New trade agreement could streamline cross-border shipments for Louisiana


The U.S.-Mexico-Canada Agreement went into effect July 1, and perhaps the biggest deal for Louisiana industry is the agreement’s intention to reduce government oversight. It could ultimately go a long way toward streamlining cross-border shipments between the three countries.

Stephen Hanemann, a member of the board of directors at the World Trade Center of New Orleans and a partner at Kean Miller LLP, says the USMCA removes cumbersome formalities in the Certificate of Origin application and approval process.

Previously, NAFTA and other similar FTAs required a complex and specific process for any transaction between a buyer and seller. “It was expensive and time-consuming, and prevented many transactions from happening at all,” Hanemann says. “That’s all changed with USMCA, as the transaction can be performed in a simple email. It’s now a self-certification process between seller and buyer, and all those forms have been thrown out the windows.”

In effect, USMCA has eliminated a lot of red tape. “USMCA is easier—there’s no more form and no more second party certification.”

Another significant change: USMCA maximizes the use of Foreign-Trade Zones by expanding the list of products that can use them. An FTZ is a geographic area where goods may be landed, stored, handled, manufactured, reconfigured and re-exported under specific customs regulation, and are not generally subject to customs duty.
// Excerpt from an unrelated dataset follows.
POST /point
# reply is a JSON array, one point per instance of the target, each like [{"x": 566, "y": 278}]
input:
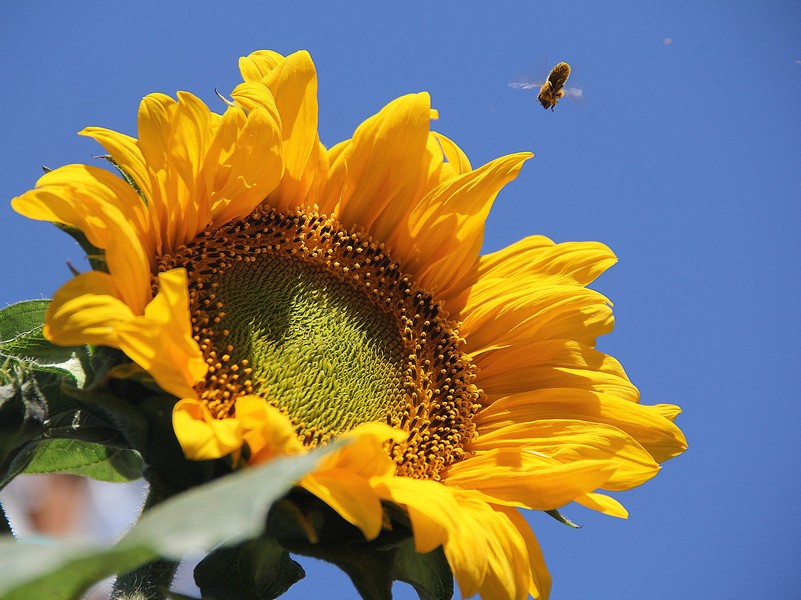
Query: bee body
[{"x": 553, "y": 89}]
That’s a big deal locally, as FTZ 124 at the Port of South Louisiana is the largest by volume in the nation in terms of merchandise received (warehouse/distribution) and seventh in merchandise exported. The zone is currently utilized by Valero Refinery, Marathon Oil, Shell Oil Products, Louisiana Offshore Oil Port (LOOP), Bollinger Shipyards, North American Shipbuilders LLC, Baker Hughes, Excalibar Minerals, Halliburton Energy Services, Conrad Shipyard, Kongsberg Maritime and Offshore Energy Services Inc.

Through the new USMCA verbiage, the use of local FTZs—there is another at the Port of New Orleans—could increase. “The USMCA will increase the volume and content of trade in these zones, as it has language that allows more items (commodities) to be qualified to come through and into these zones,” Hanemann says.

“There’s a very real opportunity to increase trade that immediately impacts Louisiana for the positive,” he adds. “That means additional jobs and increased state revenue. Louisiana is already creating massive amounts of revenue through these (FTZs). You get jobs, you get rental income and you attract other businesses to the area.”